Robots.txt and Sitemap Error

dummy imageby @akhtar (155), 6 months ago Search engine optimization Search console

Google Search Console is indicating that my has been blocked by robots.txt file. While testing it, through the robots.text testing tool it says ALLOWED.

Wondering why Google mentioned the sitemap contains URLs which are blocked by robots.txt. How to resolve this issue?


Best Answer

dummy image@ms (237), 6 months ago

Your robots.txt file looks good to me, even though Allow isn't defined in the standard. However, major crawlers should know this directive.

See (from http://tools.seochat.com/tools/robots-txt-validator):

The official standard does not include Allow directive even though major crawlers (Google and Bing) support it. If both Disallow and Allow clauses apply to a URL, the most specific rule - the longest rule - applies. To be on the safe side, in order to be compatible to all robots, if one wants to allow single files inside an otherwise disallowed directory, it is necessary to place the Allow directive(s) first, followed by the Disallow. It is still nonstandard.

I guess empty robots.txt would work just fine for, just like having no robots.txt at all.

5 replies
dummy image@ms (237), 6 months ago

Post your robots.txt and exact URLs you're getting errors for in your Search Console. Can't really tell without knowing your robots file.
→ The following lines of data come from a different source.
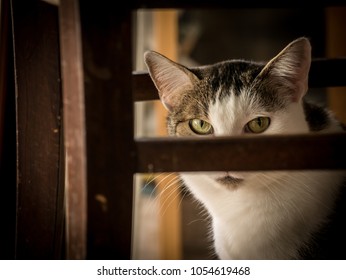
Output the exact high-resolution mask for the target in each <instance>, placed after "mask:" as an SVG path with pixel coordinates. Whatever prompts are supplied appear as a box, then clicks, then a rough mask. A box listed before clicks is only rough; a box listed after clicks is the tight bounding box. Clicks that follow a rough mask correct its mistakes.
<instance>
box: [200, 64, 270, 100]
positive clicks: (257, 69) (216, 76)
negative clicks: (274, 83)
mask: <svg viewBox="0 0 346 280" xmlns="http://www.w3.org/2000/svg"><path fill="white" fill-rule="evenodd" d="M262 68H263V65H262V64H259V63H252V62H249V61H244V60H228V61H224V62H220V63H215V64H212V65H208V66H203V67H200V68H197V71H195V74H196V75H197V76H199V78H200V79H201V83H202V84H204V86H207V87H208V88H209V90H211V91H212V92H220V89H221V92H226V93H227V92H234V93H235V94H240V92H241V91H242V89H243V88H244V87H249V86H250V85H251V83H252V82H253V81H254V79H255V78H256V76H257V75H258V74H259V73H260V71H261V70H262ZM219 97H220V98H222V94H221V96H219Z"/></svg>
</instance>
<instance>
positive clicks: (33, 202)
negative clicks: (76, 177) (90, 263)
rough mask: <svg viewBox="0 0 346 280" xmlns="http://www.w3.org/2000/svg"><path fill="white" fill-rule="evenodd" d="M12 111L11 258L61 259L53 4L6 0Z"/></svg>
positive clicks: (55, 33)
mask: <svg viewBox="0 0 346 280" xmlns="http://www.w3.org/2000/svg"><path fill="white" fill-rule="evenodd" d="M11 3H12V21H13V44H14V56H15V64H14V65H15V83H16V84H15V86H16V107H17V108H16V116H17V226H16V258H17V259H55V258H61V251H60V249H61V237H62V231H63V220H62V219H63V215H62V214H63V200H62V199H61V198H62V194H63V188H62V184H61V182H60V173H59V165H60V162H59V155H60V149H61V143H60V133H61V130H60V117H61V115H60V113H61V112H60V110H61V98H60V97H61V96H60V82H59V79H60V73H59V68H60V67H59V66H60V65H59V40H58V11H57V8H56V7H54V6H52V5H49V4H47V3H44V2H42V1H19V0H12V1H11Z"/></svg>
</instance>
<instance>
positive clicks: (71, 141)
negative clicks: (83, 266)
mask: <svg viewBox="0 0 346 280" xmlns="http://www.w3.org/2000/svg"><path fill="white" fill-rule="evenodd" d="M59 19H60V21H59V23H60V46H61V69H62V89H63V112H64V114H63V123H64V143H65V151H66V166H65V170H66V178H65V201H66V245H67V246H66V258H67V259H85V258H86V223H87V216H86V215H87V205H86V198H87V186H86V150H85V115H84V114H85V113H84V84H83V63H82V49H81V33H80V19H79V3H78V1H77V0H71V1H70V0H61V1H60V8H59Z"/></svg>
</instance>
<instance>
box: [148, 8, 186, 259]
mask: <svg viewBox="0 0 346 280" xmlns="http://www.w3.org/2000/svg"><path fill="white" fill-rule="evenodd" d="M153 32H154V41H155V42H154V48H155V50H156V51H158V52H160V53H162V54H164V55H166V56H167V57H169V58H171V59H172V60H175V61H177V59H178V11H177V10H158V11H155V12H154V18H153ZM155 111H156V115H157V134H158V135H160V136H164V135H167V132H166V116H167V111H166V109H165V108H164V107H163V106H162V104H161V102H160V101H156V102H155ZM165 177H166V176H165V175H162V176H159V177H158V179H157V182H160V183H159V184H158V192H159V194H158V196H159V201H160V203H161V204H162V205H161V207H160V209H162V213H160V214H159V216H160V238H161V242H160V245H161V259H181V258H182V243H181V213H180V208H179V205H180V199H181V197H180V189H179V185H178V184H172V183H171V182H172V177H171V176H169V177H166V178H165ZM168 185H169V188H168Z"/></svg>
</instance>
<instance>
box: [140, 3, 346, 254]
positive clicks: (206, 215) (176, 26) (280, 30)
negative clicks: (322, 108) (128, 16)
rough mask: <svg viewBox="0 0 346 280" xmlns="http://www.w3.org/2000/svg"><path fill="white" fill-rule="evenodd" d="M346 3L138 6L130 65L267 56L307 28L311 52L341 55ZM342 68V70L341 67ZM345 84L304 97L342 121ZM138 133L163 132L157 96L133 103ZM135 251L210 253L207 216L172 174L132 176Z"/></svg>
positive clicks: (188, 63)
mask: <svg viewBox="0 0 346 280" xmlns="http://www.w3.org/2000/svg"><path fill="white" fill-rule="evenodd" d="M345 18H346V9H345V7H329V8H326V9H324V8H309V9H230V10H227V9H223V10H209V9H202V10H138V11H136V13H135V14H134V21H135V25H134V26H135V28H136V32H134V33H135V34H136V36H135V38H134V41H135V46H136V47H135V49H134V57H135V59H134V62H135V65H134V70H137V71H146V68H145V65H144V62H143V54H144V52H145V51H146V50H149V49H150V50H155V51H158V52H160V53H162V54H164V55H166V56H167V57H169V58H171V59H172V60H175V61H178V62H180V63H182V64H184V65H186V66H196V65H203V64H210V63H215V62H218V61H221V60H226V59H233V58H237V59H238V58H240V59H248V60H255V61H268V60H269V59H271V58H272V57H274V56H275V55H276V54H277V53H278V52H280V51H281V50H282V49H283V48H284V47H285V46H286V45H287V44H288V43H289V42H291V41H292V40H294V39H296V38H298V37H300V36H306V37H308V38H309V39H310V40H311V44H312V56H313V58H321V57H341V56H346V32H345V27H346V20H345ZM340 71H344V70H343V69H340ZM345 90H346V89H345V88H328V89H324V88H317V89H311V90H310V91H309V94H308V98H311V99H314V100H315V101H316V102H318V103H321V104H324V105H326V106H329V107H330V108H331V109H332V110H333V111H334V112H335V113H336V115H337V117H339V119H341V120H343V121H344V122H346V114H345V109H344V107H345V104H346V100H345V94H342V92H345ZM135 111H136V120H137V121H136V125H135V126H136V135H137V136H162V135H165V134H166V132H165V115H166V112H165V109H163V107H162V105H161V104H160V102H159V101H152V102H138V103H137V104H136V110H135ZM135 201H136V203H135V215H134V217H135V218H134V234H133V258H134V259H213V258H215V256H214V254H213V250H212V242H211V239H210V236H209V220H208V216H207V214H206V213H205V211H204V210H203V208H202V207H201V206H200V205H199V204H198V202H196V201H194V200H193V198H191V196H190V195H189V193H188V192H186V191H185V189H184V188H183V186H182V185H181V184H180V183H179V181H178V179H177V177H176V175H174V174H163V175H160V174H140V175H137V176H136V197H135Z"/></svg>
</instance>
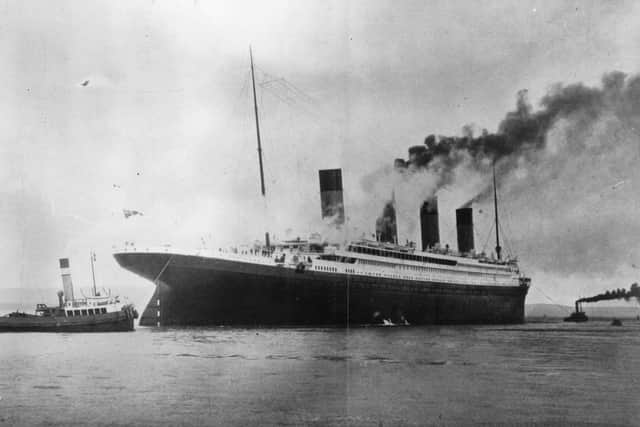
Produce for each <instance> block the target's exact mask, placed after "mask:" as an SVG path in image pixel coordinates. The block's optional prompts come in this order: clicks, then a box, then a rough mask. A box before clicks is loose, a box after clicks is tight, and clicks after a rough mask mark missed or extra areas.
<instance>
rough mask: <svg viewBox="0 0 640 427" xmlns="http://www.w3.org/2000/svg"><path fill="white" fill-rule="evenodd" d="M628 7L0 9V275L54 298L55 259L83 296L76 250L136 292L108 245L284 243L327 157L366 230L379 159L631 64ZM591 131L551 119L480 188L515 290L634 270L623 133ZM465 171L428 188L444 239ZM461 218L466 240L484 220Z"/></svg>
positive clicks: (541, 4) (296, 220)
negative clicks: (68, 268) (605, 239)
mask: <svg viewBox="0 0 640 427" xmlns="http://www.w3.org/2000/svg"><path fill="white" fill-rule="evenodd" d="M639 18H640V5H639V4H637V3H636V2H601V1H556V2H550V1H520V2H506V1H505V2H501V1H477V2H466V1H429V2H423V1H415V2H411V1H405V2H391V1H388V2H386V1H333V2H332V1H300V2H278V1H269V2H260V1H255V2H253V1H234V2H213V1H212V2H205V1H193V2H180V3H178V2H169V1H161V0H157V1H151V0H148V1H128V2H107V1H104V2H102V1H83V2H80V1H58V2H48V1H44V0H43V1H29V0H27V1H10V0H7V1H4V2H3V3H1V4H0V60H1V61H2V64H3V66H2V67H0V81H2V82H4V84H2V85H0V117H2V119H1V120H0V201H1V205H0V236H2V240H3V244H2V246H1V247H0V251H1V253H0V268H2V271H3V272H4V275H5V278H4V280H3V281H2V283H0V287H1V288H22V289H42V288H45V289H52V292H51V296H50V297H49V295H47V294H43V295H42V296H43V297H47V298H50V299H51V300H52V301H55V289H58V288H59V286H60V278H59V271H58V263H57V260H58V258H61V257H69V258H71V267H72V271H73V275H74V279H75V282H76V286H80V287H81V288H89V286H90V281H91V271H90V265H89V252H90V251H91V250H94V251H95V252H96V254H97V263H96V278H97V280H98V286H99V287H100V286H104V287H106V288H111V289H114V290H115V291H117V292H118V293H120V294H123V295H129V296H130V297H132V298H133V299H134V300H135V302H136V303H137V304H138V305H144V304H145V303H146V298H148V296H150V295H151V293H152V291H153V286H152V285H151V284H150V283H148V282H146V281H144V280H142V279H139V278H137V277H136V276H134V275H133V274H131V273H129V272H127V271H124V270H122V269H121V268H120V267H119V266H118V265H117V264H116V262H115V260H114V259H113V257H112V253H113V252H114V251H116V250H118V249H120V248H122V247H123V246H124V244H125V242H135V245H136V246H137V247H139V248H145V247H152V246H153V247H155V246H161V245H172V247H180V248H187V249H190V248H192V249H194V250H196V249H197V248H201V247H202V246H203V245H204V246H206V247H209V248H213V247H222V246H227V245H234V244H239V243H246V242H253V241H254V240H256V239H260V238H261V237H262V236H263V233H264V231H265V229H269V230H270V231H271V233H272V234H275V235H276V236H277V237H281V238H283V237H296V236H303V237H304V236H306V235H307V234H308V233H309V232H312V231H318V229H321V228H322V227H323V224H322V222H321V221H320V218H319V217H320V202H319V194H318V191H319V190H318V183H317V179H318V178H317V170H318V169H324V168H337V167H339V168H342V170H343V181H344V190H345V196H344V197H345V210H346V215H347V217H348V219H349V224H350V226H349V230H350V231H349V232H350V233H351V235H353V236H358V235H359V234H361V233H367V234H369V233H371V232H373V229H374V226H375V219H376V217H377V215H378V214H379V212H380V211H381V210H382V206H383V204H384V202H385V201H386V200H387V199H388V198H389V194H390V192H391V190H392V188H394V185H395V184H398V180H397V177H394V176H393V171H391V170H390V168H391V166H392V165H393V160H394V159H395V158H406V157H407V149H408V148H409V147H410V146H413V145H419V144H421V143H422V142H423V140H424V138H425V137H426V136H427V135H429V134H437V135H460V133H461V129H462V127H463V126H465V125H469V124H471V125H473V126H474V128H476V129H487V130H488V131H490V132H496V131H497V130H498V127H499V124H500V123H501V121H502V119H503V118H504V117H505V114H506V113H507V112H508V111H512V110H514V108H515V104H516V94H517V92H518V91H519V90H522V89H527V91H528V99H529V101H530V102H531V104H532V106H533V108H534V109H535V108H538V106H539V103H540V100H541V99H542V98H543V97H544V96H545V94H547V93H548V92H549V91H550V90H553V88H554V85H556V84H564V85H569V84H573V83H583V84H584V85H586V86H589V87H600V86H601V79H602V77H603V75H605V74H606V73H609V72H611V71H614V70H618V71H622V72H624V73H627V74H628V75H630V76H633V75H635V74H636V73H637V72H638V66H639V64H640V58H639V55H640V50H639V49H638V48H637V47H638V46H639V45H640V27H638V26H637V25H635V24H636V23H637V22H638V19H639ZM250 45H251V46H252V50H253V54H254V60H255V64H256V78H257V86H258V88H257V90H258V100H259V107H260V119H261V127H262V128H261V130H262V137H263V138H262V139H263V149H264V161H265V178H266V187H267V197H266V199H263V198H262V197H261V195H260V183H259V178H258V177H259V175H258V162H257V152H256V141H255V128H254V117H253V110H252V105H251V97H250V90H249V89H250V86H249V69H250V67H249V46H250ZM280 79H285V80H280ZM83 83H84V84H83ZM612 120H613V119H612ZM611 123H612V122H611V120H610V121H609V122H607V121H604V120H603V121H599V122H598V126H599V127H598V129H596V130H595V131H593V132H591V133H589V135H587V136H585V140H588V141H593V142H592V143H587V145H588V146H589V147H591V148H590V149H588V150H586V149H580V150H578V151H579V152H576V151H575V150H576V148H575V146H573V145H571V144H565V141H566V140H568V139H570V138H569V137H568V136H567V132H569V131H571V130H572V129H573V128H572V126H571V125H570V124H569V125H567V124H566V123H558V124H557V125H556V126H554V127H553V129H552V130H551V132H550V134H549V136H548V141H549V142H548V144H547V145H546V146H545V148H544V149H543V150H541V152H539V153H536V159H537V161H536V162H535V163H533V164H530V165H529V164H526V162H525V163H523V164H522V167H521V168H519V170H516V171H514V173H513V175H512V176H511V177H508V178H509V179H507V180H505V182H502V183H501V186H502V191H503V194H501V200H502V199H504V201H503V204H504V209H505V228H507V230H511V232H512V233H511V234H512V237H511V238H510V240H509V242H510V243H512V245H509V246H512V247H510V250H512V251H513V252H514V253H516V254H517V255H518V256H519V259H520V260H521V265H522V267H523V268H524V269H525V271H526V272H527V273H528V274H529V275H531V276H532V279H533V286H532V289H531V291H530V293H529V297H528V299H527V302H529V303H535V302H555V303H561V304H570V303H571V302H572V301H573V300H574V299H576V298H577V297H580V296H589V295H591V294H595V293H599V292H601V291H604V290H606V289H608V288H611V287H615V288H619V287H628V285H629V284H630V283H631V282H633V281H636V280H638V272H639V271H640V270H638V269H637V267H636V266H640V244H639V243H637V242H636V241H635V240H634V239H633V235H634V234H633V233H632V232H633V231H640V230H637V229H638V224H637V222H638V221H637V219H636V218H637V211H638V208H640V200H639V198H638V196H637V195H635V194H634V190H635V188H637V187H636V186H635V184H640V180H638V179H637V178H638V175H637V172H635V171H634V169H635V168H636V165H637V160H638V157H639V156H640V152H639V151H638V143H637V141H638V140H637V139H635V140H634V138H636V136H637V132H636V131H635V129H629V128H628V127H627V128H624V129H623V130H624V132H622V131H621V132H622V133H619V132H618V131H620V129H622V128H620V126H618V125H616V124H611ZM625 123H626V122H625ZM613 131H615V132H613ZM625 132H626V133H625ZM612 134H615V135H623V136H621V137H620V138H619V142H618V143H616V142H615V141H612V139H611V138H609V137H607V138H605V137H603V135H612ZM616 138H617V136H616ZM620 141H621V142H620ZM634 141H635V142H634ZM593 147H596V148H597V147H600V148H599V149H595V148H593ZM583 148H584V147H583ZM572 150H574V151H572ZM558 153H560V154H558ZM562 153H564V154H562ZM594 153H595V154H594ZM598 153H599V154H598ZM603 153H604V154H603ZM596 154H597V155H596ZM559 158H561V159H563V161H562V162H560V161H558V159H559ZM587 172H588V173H587ZM476 178H477V177H470V178H469V179H468V180H465V178H464V175H461V178H460V179H458V180H457V182H456V183H455V184H457V185H455V186H451V187H450V188H447V189H446V190H445V191H443V192H442V194H439V197H440V198H441V199H440V200H441V204H440V215H441V224H440V227H441V237H442V240H443V241H448V242H451V243H452V245H454V244H455V232H454V230H453V229H454V221H453V210H454V209H455V208H456V207H458V203H459V202H460V201H461V200H462V198H464V197H465V196H466V195H467V194H466V192H467V190H469V188H468V187H469V185H467V184H468V183H469V182H475V181H474V179H476ZM428 180H429V178H428V177H426V178H424V177H421V176H417V177H416V178H415V179H412V180H411V182H408V183H407V182H403V183H401V184H398V185H399V187H400V188H398V190H397V191H398V203H399V204H401V205H402V206H405V207H406V208H402V207H401V208H400V209H399V211H400V215H399V218H398V220H399V228H400V238H401V239H408V240H417V239H418V238H417V236H416V233H417V231H416V229H415V221H416V218H415V216H413V215H412V214H411V212H413V211H415V206H416V205H417V204H419V202H420V201H421V196H422V195H423V193H424V192H425V191H427V190H425V189H428V188H429V182H428ZM620 182H622V184H620V185H617V186H616V184H618V183H620ZM471 187H473V186H471ZM614 187H615V188H614ZM461 189H462V190H461ZM409 207H410V208H409ZM123 209H130V210H137V211H140V212H143V214H144V215H143V216H139V215H137V216H133V217H129V218H128V219H125V218H124V216H123V214H122V211H123ZM476 211H477V212H478V213H477V215H478V218H477V220H476V225H477V227H476V233H477V234H476V236H477V237H476V241H477V242H479V241H481V242H483V243H484V242H485V241H486V236H487V235H488V233H489V232H490V229H489V228H488V227H489V225H488V224H490V218H489V219H487V218H486V217H487V215H488V213H487V209H486V208H484V207H483V206H479V207H478V209H477V210H476ZM480 211H482V212H483V213H484V214H483V213H480ZM416 215H417V213H416ZM483 215H484V216H483ZM412 224H413V225H412ZM320 231H322V230H320ZM576 236H578V237H576ZM603 236H607V237H603ZM505 237H507V236H505ZM603 239H606V241H603ZM485 246H486V245H485ZM490 246H491V245H489V247H490Z"/></svg>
dummy image@ms (237), 6 months ago

Your robots.txt file looks good to me, even though Allow isn't defined in the standard. However, major crawlers should know this directive.

See (from http://tools.seochat.com/tools/robots-txt-validator):

The official standard does not include Allow directive even though major crawlers (Google and Bing) support it. If both Disallow and Allow clauses apply to a URL, the most specific rule - the longest rule - applies. To be on the safe side, in order to be compatible to all robots, if one wants to allow single files inside an otherwise disallowed directory, it is necessary to place the Allow directive(s) first, followed by the Disallow. It is still nonstandard.

I guess empty robots.txt would work just fine for, just like having no robots.txt at all.

dummy image@akhtar (155), 6 months ago

Thanks Martin for this help and information.

dummy image@ms (237), 6 months ago

No problem, glad to help @akhtar. You can accept answer if it answered your question.